抜きゲーみたいな個性を持った少年はどうすりゃいいんですか? 作:勇気生命体
希望とは勇気である。勇気とは愛である。愛とはエッチである。
すなわちエッチとは希望である。少なくとも俺にとってはそうでなくてはならない。
希望を失っては生きていくすべがないのと同じようにエッチを失っては生きていくすべはない。だというのに昨今のエッチ規制の流れは何なのだろうか。実に正気でよろしい! 犯してやろうか?
だが俺自身感じていたことがある。超常黎明期などという言葉があり、それはこの個性社会が生まれてすぐの時代を指していて、今を生きる者たちは自分は個性ネイティブの新人類であるかのように過ごしているのだ。皆勘違いしている。自分たちが重大な変化についていけていないことに気が付かないのだ。
すなわちエッチ。さりとてこれは個性婚のことを言っているわけではない。もっと純粋なエッチさの話だ。もう端的に言おう。
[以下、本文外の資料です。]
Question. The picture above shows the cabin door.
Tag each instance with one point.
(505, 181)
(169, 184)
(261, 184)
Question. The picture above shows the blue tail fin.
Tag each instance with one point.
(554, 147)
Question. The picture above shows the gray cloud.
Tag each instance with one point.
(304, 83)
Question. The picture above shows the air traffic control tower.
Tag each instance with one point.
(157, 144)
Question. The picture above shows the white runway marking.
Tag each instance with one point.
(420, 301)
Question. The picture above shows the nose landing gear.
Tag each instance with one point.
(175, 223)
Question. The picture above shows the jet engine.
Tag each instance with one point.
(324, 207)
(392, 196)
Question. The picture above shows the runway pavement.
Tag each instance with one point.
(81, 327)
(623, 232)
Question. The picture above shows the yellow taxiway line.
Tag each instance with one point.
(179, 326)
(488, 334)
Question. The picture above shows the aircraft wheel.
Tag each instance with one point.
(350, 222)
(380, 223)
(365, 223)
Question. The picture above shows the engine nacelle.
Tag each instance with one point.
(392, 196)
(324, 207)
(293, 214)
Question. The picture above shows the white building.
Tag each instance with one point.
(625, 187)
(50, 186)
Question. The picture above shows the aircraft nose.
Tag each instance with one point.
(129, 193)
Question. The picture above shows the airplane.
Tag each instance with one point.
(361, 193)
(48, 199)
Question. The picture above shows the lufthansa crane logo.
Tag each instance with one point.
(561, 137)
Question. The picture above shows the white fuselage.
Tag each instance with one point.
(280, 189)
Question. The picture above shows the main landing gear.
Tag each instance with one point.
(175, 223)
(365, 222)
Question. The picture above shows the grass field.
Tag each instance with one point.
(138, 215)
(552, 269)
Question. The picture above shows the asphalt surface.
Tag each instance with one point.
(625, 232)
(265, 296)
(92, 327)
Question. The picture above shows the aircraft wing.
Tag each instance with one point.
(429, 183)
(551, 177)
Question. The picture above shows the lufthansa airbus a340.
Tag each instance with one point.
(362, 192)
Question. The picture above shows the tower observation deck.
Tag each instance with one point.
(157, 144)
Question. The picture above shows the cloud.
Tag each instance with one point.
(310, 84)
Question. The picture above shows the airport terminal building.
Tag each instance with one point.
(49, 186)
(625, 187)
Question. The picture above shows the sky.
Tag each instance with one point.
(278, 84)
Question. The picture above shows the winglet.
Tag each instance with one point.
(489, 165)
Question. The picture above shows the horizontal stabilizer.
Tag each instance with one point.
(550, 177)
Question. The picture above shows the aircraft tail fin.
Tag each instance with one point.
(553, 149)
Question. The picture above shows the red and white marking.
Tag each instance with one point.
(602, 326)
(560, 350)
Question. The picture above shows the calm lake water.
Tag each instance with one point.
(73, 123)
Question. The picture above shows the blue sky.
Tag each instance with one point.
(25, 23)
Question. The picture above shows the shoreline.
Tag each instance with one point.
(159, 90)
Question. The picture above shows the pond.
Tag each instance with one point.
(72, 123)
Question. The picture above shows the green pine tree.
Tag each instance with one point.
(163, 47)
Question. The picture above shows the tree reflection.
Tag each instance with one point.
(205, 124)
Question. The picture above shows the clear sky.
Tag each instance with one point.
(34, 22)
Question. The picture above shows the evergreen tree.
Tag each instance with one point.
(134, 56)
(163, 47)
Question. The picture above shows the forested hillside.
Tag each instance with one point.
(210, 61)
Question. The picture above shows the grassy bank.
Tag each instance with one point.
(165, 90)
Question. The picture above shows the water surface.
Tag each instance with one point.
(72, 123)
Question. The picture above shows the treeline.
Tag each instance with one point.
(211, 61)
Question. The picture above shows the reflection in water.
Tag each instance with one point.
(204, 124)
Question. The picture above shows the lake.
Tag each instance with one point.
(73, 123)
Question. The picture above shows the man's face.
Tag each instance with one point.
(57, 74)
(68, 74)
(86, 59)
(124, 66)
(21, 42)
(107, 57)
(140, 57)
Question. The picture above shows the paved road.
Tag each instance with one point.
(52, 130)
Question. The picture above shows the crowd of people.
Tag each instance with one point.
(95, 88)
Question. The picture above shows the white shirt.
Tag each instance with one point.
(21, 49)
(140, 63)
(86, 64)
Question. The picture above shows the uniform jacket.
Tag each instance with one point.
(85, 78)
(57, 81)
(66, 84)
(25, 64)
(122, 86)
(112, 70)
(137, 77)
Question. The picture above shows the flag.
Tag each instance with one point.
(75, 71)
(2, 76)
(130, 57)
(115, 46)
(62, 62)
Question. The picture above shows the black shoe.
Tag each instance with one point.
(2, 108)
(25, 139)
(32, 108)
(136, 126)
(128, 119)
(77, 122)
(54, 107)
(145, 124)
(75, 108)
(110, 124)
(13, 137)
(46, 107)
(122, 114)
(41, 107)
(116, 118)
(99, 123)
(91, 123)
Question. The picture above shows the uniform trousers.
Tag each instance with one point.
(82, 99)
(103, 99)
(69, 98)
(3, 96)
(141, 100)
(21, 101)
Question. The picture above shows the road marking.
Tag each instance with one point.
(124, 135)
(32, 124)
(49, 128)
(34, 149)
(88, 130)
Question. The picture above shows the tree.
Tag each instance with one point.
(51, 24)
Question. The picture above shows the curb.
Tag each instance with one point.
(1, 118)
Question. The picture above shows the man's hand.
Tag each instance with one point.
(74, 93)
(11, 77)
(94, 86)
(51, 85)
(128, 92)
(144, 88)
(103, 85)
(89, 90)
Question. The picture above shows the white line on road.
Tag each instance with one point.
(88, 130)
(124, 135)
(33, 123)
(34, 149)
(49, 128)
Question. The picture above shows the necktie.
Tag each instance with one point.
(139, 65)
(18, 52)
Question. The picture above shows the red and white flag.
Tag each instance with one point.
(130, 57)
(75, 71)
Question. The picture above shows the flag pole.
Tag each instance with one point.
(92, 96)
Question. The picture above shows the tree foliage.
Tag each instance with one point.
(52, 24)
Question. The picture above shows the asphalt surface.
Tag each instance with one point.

明らかに異形種をエッチだと思う人間が少ない。それが問題なのだ。
考えれば当然のことだ。100年前まで想像上のものでしかなかった獣っ子、悪魔っ子、ロボ子なんかが現実に現れたとして、それをすぐにエッチすぎると喜べるのはエッチ大魔王くらいだ。魔人では足りない。俺は大魔神でありたい。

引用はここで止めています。